It’s necessary to summarise this memoir in some detail, because its slowly cohering narrative is its essence.
It’s the back story of Aussie Hannah Kent’s deservedly acclaimed first novel, Burial Rites. A bit over two decades ago, the teenaged Kent flew to Iceland as an exchange student. She found herself in Sauðárkrókur, in the island’s north: “a raw and seething ocean before me and the sky is a lowered brow … a field of lava crowned with moss and, beyond that, a scoured glacier”. The setting instantly looms over the narrative, as it must have over the 17-year-old when she arrived.
She spends most of a year there, dining on lambs’ testicles, trudging through squeaky snow, finding a way into the alien language and school syllabus. She meets local actors, and also meets ghosts – on the page or in folklore. The name of long-dead Agnes Magnúsdóttir starts to resonate.
Since then, Kent has returned to Iceland and “my family” several times. She finds the predictable changes, losses, growths. She also finds herself – and it’s here, as well as during a teaching spell in Thailand: “my body laminated in layers of sweat, chalk dust and ink”, that her future novel starts to gestate – increasingly committed to the story of Agnes.
In 1828, Agnes Magnúsdóttir and others were convicted of murdering two brothers and burning down a farmhouse to destroy the evidence. She became the last woman executed on the island. Death was beheading with a broad axe wielded by one of the victims’ relatives.
At an Adelaide literary festival, Dorothy Porter’s verse novel convinces Kent that she can try such a form, hoping to liberate Agnes from the prejudices and stereotypes that have submerged her. The proposed form alters: it becomes “a haunting … a speculative biography”.
Research takes Kent once more to Iceland, to the probable block and axe, the incongruity of billeting the condemned woman with a local family in the days before her execution, other details potent and poignant (a priest knelt with his arms around Agnes as she died). More ghosts drift by; through a medium, the dead woman begs for her bones to be moved.
Back in Australia, the novel is chucked in a drawer and Kent tries to make money writing book reviews. Then: “Can you believe it!?” as sports commentators bawl, a friend bullies her into entering a competition, dust balls are blown off the pages, and in 2013 Burial Rites goes on to become a winner and a global hit, translated into 30 languages and now in the process of being adapted for film.
There’s other coverage as well. Early on, we get the author’s precocious childhood, announcing aged 6 that since she’s already written a short story, she’s going to be an author. The final sections welcome you to a published writer’s world: festivals, interviews, the fellowship of the keyboard, Iceland’s generous but xenophobic literary grants.

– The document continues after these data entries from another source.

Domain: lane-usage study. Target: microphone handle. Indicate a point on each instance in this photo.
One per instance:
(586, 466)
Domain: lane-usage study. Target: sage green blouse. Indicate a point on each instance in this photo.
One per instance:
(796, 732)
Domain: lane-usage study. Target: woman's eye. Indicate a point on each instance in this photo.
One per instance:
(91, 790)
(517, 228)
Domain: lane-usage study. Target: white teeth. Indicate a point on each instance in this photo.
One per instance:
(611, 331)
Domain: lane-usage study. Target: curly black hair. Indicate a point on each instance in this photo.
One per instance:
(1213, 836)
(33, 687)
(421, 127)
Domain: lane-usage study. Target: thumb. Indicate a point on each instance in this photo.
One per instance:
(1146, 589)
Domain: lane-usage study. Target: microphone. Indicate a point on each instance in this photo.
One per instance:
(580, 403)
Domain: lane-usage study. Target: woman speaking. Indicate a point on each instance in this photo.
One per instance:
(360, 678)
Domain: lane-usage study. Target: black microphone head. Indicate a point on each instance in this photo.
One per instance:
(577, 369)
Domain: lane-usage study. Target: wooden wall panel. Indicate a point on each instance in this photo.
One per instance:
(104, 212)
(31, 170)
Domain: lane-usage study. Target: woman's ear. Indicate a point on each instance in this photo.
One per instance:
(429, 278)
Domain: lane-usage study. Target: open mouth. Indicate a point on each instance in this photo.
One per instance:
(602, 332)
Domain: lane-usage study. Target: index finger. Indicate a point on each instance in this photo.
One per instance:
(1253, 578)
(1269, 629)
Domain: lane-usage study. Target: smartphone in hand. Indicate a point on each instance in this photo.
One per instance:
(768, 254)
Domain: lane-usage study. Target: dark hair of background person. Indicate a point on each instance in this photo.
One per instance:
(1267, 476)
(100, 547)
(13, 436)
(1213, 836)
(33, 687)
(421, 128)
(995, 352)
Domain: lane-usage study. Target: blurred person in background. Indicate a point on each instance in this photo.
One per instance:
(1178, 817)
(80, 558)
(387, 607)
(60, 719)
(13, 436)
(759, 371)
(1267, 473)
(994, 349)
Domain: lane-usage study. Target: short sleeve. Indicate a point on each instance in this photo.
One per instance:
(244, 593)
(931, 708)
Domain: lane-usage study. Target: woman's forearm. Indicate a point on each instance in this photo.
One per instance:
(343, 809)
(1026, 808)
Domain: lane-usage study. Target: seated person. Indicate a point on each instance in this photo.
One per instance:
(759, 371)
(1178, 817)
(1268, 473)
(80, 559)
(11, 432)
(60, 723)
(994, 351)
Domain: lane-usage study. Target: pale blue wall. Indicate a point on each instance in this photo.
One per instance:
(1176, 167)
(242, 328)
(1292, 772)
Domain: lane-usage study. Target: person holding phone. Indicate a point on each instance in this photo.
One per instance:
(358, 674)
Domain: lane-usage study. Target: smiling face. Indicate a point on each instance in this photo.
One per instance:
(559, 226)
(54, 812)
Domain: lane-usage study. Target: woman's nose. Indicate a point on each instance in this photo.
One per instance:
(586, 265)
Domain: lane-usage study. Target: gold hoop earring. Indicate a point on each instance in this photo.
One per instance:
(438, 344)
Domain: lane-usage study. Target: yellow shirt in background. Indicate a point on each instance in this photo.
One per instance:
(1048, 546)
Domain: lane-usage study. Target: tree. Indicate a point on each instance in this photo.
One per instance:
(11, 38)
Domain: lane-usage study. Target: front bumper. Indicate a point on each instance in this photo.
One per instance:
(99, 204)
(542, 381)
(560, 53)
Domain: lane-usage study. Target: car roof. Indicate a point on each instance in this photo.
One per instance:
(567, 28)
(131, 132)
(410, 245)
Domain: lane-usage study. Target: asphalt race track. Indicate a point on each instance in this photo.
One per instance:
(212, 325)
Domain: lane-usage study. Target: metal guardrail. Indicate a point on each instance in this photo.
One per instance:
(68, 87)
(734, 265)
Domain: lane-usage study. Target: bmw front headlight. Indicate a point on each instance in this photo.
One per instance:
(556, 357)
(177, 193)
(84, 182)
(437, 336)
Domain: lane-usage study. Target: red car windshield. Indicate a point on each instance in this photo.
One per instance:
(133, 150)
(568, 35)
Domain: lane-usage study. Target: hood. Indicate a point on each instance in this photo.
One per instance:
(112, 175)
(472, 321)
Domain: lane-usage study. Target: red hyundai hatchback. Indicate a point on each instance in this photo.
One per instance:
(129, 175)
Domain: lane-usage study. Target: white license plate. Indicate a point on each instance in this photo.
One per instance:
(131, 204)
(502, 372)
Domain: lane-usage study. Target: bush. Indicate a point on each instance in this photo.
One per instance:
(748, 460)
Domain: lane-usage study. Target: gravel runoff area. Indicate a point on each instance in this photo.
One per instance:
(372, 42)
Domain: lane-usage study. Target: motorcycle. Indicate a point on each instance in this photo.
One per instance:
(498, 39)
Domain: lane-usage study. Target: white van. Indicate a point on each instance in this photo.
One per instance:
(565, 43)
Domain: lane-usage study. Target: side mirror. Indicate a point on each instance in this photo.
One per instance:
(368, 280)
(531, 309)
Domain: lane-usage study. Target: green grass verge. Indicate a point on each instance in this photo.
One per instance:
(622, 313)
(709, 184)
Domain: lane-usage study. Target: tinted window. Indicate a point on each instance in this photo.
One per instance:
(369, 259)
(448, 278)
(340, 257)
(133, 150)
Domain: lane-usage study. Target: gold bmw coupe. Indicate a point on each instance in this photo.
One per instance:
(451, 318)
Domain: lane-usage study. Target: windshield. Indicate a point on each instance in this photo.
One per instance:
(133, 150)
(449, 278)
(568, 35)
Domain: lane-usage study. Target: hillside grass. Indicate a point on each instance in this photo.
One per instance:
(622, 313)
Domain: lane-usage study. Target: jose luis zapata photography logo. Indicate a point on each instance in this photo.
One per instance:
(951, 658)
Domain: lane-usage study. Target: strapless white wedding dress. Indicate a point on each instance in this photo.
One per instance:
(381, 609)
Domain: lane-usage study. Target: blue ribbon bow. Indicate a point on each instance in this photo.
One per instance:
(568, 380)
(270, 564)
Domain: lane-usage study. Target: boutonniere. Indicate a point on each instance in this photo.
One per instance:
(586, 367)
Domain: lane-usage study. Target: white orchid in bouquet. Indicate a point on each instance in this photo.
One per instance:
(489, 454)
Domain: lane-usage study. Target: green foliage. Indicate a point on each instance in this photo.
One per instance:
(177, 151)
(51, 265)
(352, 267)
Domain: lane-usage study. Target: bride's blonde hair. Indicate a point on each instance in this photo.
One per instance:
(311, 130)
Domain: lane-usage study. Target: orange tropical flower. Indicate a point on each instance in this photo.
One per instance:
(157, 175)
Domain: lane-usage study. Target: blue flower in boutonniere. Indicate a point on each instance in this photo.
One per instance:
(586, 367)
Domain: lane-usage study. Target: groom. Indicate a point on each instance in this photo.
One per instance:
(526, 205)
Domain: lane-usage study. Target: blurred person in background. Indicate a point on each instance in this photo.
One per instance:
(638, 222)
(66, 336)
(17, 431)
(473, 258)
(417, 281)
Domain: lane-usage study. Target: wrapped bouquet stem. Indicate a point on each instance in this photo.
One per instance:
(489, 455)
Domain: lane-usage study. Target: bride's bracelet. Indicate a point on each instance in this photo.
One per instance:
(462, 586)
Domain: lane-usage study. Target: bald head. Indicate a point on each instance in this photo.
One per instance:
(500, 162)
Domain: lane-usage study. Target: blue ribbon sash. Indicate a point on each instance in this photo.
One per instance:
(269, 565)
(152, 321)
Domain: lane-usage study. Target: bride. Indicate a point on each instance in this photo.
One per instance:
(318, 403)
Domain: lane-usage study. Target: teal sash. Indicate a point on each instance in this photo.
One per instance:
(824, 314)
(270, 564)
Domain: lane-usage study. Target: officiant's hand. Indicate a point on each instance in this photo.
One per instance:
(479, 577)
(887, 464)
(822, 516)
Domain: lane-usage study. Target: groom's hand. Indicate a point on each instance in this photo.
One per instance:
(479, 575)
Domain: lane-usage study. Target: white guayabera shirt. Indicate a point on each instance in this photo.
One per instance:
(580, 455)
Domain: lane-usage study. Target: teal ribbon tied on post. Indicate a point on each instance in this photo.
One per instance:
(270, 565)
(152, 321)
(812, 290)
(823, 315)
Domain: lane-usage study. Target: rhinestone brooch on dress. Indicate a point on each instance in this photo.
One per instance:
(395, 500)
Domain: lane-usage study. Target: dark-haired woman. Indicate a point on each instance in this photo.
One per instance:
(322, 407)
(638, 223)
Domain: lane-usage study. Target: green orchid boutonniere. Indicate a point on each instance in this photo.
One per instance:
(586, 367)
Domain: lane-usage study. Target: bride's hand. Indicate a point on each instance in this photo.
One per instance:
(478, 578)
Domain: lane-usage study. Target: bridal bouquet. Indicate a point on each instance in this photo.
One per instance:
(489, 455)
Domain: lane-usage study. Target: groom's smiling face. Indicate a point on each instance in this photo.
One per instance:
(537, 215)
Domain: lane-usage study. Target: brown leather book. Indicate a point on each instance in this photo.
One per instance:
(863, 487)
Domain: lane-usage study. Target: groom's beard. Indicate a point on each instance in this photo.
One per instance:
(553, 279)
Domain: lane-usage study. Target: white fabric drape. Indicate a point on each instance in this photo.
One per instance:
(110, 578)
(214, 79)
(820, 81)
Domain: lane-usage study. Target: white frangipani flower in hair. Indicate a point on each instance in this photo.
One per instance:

Assembled during early Covid lockdowns, and through the grey exhaustion of new motherhood, Always Home, Always Homesick is mostly present tense, which does boost its immediacy and focus. A few utterances may raise your eyebrows: “I want to be wide awake to the divine mystery of the world.” But okay, she was only 16 when she wrote that one.
Mostly, it’s precise, evocative, flecked with the gloriously exotic Icelandic names and vocab. It manages to be both panoramic and specific, stepping across centuries while showing the minutiae and marathon of making a book. As you learn about Agnes G, you also learn about Hannah K, and that builds a satisfyingly textured story.
Always Home, Always Homesick, by Hannah Kent (Macmillan, $39.99), is out now.